KAZAN (14) SARAH SJÖSTRÖM PAPILLONNE AUTOUR DES RECORDS

LA REINE DE SUÈDE RÉÉCRIT L’HISTOIRE

DU 100 MÈTRES ‘’DAUPHIN’’

Éric LAHMY

Lundi 3 août 2015

Dès le début de ces championnats du monde de Kazan, on a vu deux nageuses à part. Les nageuses rouleaux compresseurs. Dimanche, on a eu Ledecky, lundi, ça a été Sarah SJÖSTRÖM. Dans les deux cas, ce n’était pas une grosse surprise, vu les antécédents des deux filles, mais il y a toujours quelque chose comme un sentiment de joyeux effroi de voir ces demoiselles, dans une natation du 21e siècle, c’est-à-dire adulte, mûre, mondialisée, où il est si difficile de dominer, aplatir, et, si on osait un mot déplaisant parce qu’excessif et ne correspondant guère à l’idée qu’on se fait de la compétition, ridiculiser, humilier leurs adversaires. Sjöström, comme Ledecky, on l’avait vu venir de loin, cette année et les précédentes. Physique impressionnant, formidable supériorité technique, capacités nautiques incontestables, hors du commun, capacité de s’entraîner sans faiblir, de s’imposer une discipline de fer.

Ici, la grande Suédoise avait montré le bout de son nez dans le relais quatre fois 100 mètres, mais elle n’avait réalisé « que » le 4e temps, lancé, de la finale de la course. En nage libre, Sjöström impressionne mais elle a encore des rivales. En papillon, en revanche, que ce soit sur la distance folklorique de 50 mètres ou bien sur la distance prééminente de 100 mètres, là où elle passe, les algues ne repoussent plus ! En cherchant un peu, vous trouverez dans ce site un long article écrit le 8 mars dernier (Sarah Sjöström, héroïne de roman) sur les exploits de la donzelle. Ici, à Kazan, elle y rajouta un nouveau chapitre…

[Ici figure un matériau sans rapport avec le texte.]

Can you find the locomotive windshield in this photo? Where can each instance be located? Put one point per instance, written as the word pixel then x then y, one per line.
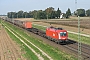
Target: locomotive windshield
pixel 62 33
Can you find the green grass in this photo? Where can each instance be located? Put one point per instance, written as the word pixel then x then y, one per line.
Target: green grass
pixel 51 51
pixel 83 39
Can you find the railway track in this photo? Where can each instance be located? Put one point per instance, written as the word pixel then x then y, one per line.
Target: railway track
pixel 70 46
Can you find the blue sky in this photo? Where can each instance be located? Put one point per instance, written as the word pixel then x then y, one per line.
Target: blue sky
pixel 30 5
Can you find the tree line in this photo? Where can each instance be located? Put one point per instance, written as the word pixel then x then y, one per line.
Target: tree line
pixel 49 13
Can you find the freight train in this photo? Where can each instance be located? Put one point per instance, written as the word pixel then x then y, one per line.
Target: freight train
pixel 54 34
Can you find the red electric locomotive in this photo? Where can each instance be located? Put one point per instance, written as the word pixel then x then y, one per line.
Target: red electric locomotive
pixel 57 34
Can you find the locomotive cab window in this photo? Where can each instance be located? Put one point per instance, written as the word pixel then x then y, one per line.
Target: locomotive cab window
pixel 62 33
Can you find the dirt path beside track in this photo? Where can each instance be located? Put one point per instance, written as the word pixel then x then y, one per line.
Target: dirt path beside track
pixel 9 50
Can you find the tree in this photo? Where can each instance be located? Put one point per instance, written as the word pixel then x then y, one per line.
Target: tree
pixel 88 12
pixel 49 12
pixel 58 12
pixel 68 13
pixel 80 12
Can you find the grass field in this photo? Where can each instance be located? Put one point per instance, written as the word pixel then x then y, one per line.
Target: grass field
pixel 53 52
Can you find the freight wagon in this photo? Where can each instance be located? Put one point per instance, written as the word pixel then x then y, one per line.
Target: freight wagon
pixel 57 34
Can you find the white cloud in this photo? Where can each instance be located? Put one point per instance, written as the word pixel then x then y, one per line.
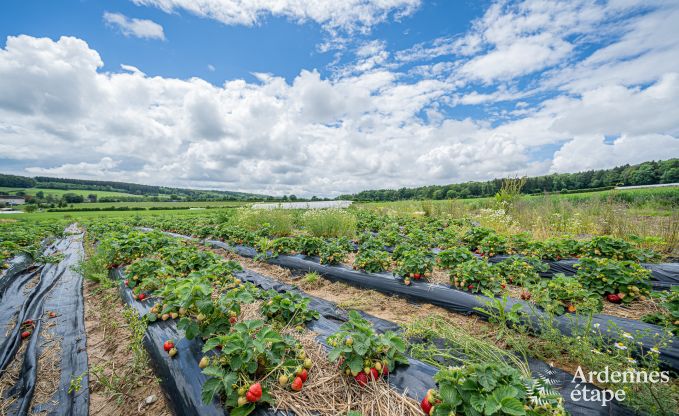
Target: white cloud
pixel 140 28
pixel 347 15
pixel 625 149
pixel 366 127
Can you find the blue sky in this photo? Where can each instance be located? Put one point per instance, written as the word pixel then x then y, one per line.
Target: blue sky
pixel 332 97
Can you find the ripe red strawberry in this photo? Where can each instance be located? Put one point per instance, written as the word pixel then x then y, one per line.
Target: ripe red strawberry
pixel 297 384
pixel 613 298
pixel 426 406
pixel 254 393
pixel 362 379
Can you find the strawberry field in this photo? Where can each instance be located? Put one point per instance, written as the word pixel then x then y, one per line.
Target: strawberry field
pixel 344 312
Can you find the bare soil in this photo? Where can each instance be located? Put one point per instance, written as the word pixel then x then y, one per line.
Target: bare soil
pixel 115 386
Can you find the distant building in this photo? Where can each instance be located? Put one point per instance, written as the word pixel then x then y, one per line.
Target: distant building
pixel 303 205
pixel 12 200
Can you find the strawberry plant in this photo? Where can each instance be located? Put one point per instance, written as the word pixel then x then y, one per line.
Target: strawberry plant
pixel 372 261
pixel 334 251
pixel 476 276
pixel 415 264
pixel 237 235
pixel 520 271
pixel 148 273
pixel 474 235
pixel 490 389
pixel 364 354
pixel 310 246
pixel 560 248
pixel 615 248
pixel 288 309
pixel 669 314
pixel 244 358
pixel 625 280
pixel 204 317
pixel 563 294
pixel 519 243
pixel 451 257
pixel 491 245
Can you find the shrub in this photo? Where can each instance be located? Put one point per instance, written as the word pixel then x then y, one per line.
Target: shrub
pixel 563 294
pixel 607 276
pixel 330 223
pixel 492 389
pixel 476 276
pixel 274 222
pixel 372 261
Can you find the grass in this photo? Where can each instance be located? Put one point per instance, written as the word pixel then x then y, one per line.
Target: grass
pixel 59 192
pixel 330 223
pixel 278 222
pixel 650 213
pixel 90 215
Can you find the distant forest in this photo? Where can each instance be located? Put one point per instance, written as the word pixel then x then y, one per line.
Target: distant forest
pixel 647 173
pixel 14 181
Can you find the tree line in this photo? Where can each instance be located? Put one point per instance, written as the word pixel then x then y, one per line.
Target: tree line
pixel 647 173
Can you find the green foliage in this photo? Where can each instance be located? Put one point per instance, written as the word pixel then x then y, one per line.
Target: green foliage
pixel 520 271
pixel 492 389
pixel 669 314
pixel 451 257
pixel 606 276
pixel 247 353
pixel 288 309
pixel 415 263
pixel 563 294
pixel 329 223
pixel 335 251
pixel 372 261
pixel 357 346
pixel 476 276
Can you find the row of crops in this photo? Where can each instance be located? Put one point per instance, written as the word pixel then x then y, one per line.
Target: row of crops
pixel 607 271
pixel 222 338
pixel 255 348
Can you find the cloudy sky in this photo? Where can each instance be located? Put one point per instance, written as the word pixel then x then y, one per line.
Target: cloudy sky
pixel 325 97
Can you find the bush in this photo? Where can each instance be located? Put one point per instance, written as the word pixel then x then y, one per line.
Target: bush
pixel 330 223
pixel 607 276
pixel 563 294
pixel 274 222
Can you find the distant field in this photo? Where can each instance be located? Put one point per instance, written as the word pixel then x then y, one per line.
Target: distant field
pixel 164 204
pixel 38 216
pixel 656 201
pixel 60 192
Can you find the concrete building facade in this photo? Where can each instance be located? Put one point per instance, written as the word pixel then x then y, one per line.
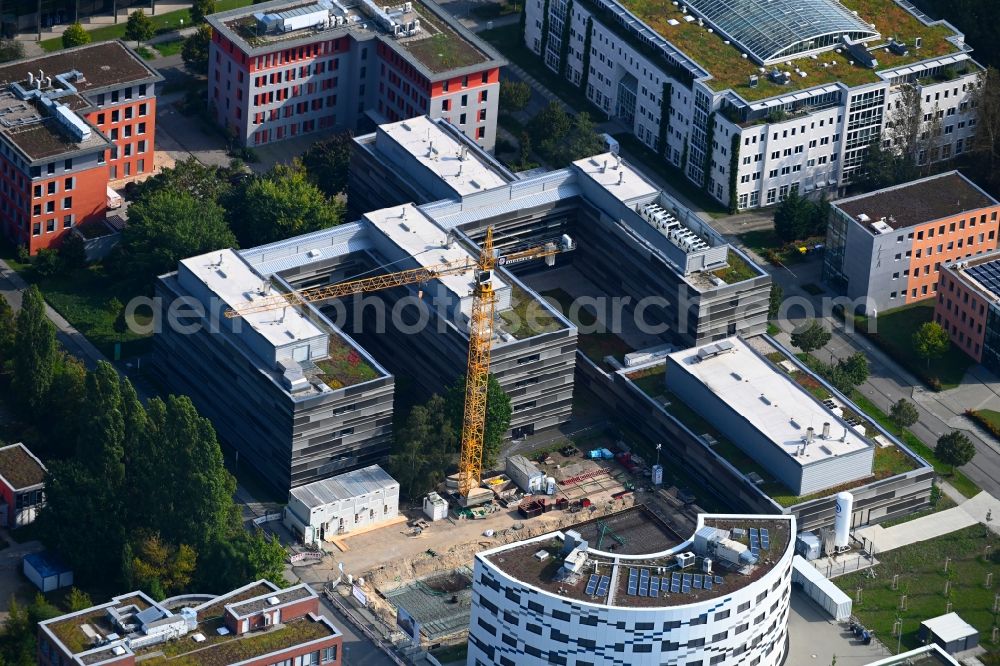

Dimanche matin, elle avait commencé par archi-dominer les séries du 100 mètres papillon, en 56.47, temps pas très éloigné de son record des championnats, accroché à 56.06 à Rome, en 2009 ; la Danoise Jeanette Ottesen, 2e , nageait, elle, 57.79, autant dire que déjà Sjöström faisait la différence ; OTTESEN était serrée de près par Inge DEKKER, Pays-Bas, et Ying LU, Chine, 57.82 et 57.84. Les Françaises, Marie WATTEL, 21e en 58.84 et Béryl GASTALDELLO, 24e en 59.06, ne pouvaient accrocher les demi-finales.

Les techniciens suédois, à juste titre l’estimant indispensable à la qualification du relais, la firent nager en dernière position, ce qui donna un temps lancé de 52.75, clairement le meilleur des quatre-vingt relayeuses présentes. Seule Femke HEEMSKERK, 53.00, l’approchait.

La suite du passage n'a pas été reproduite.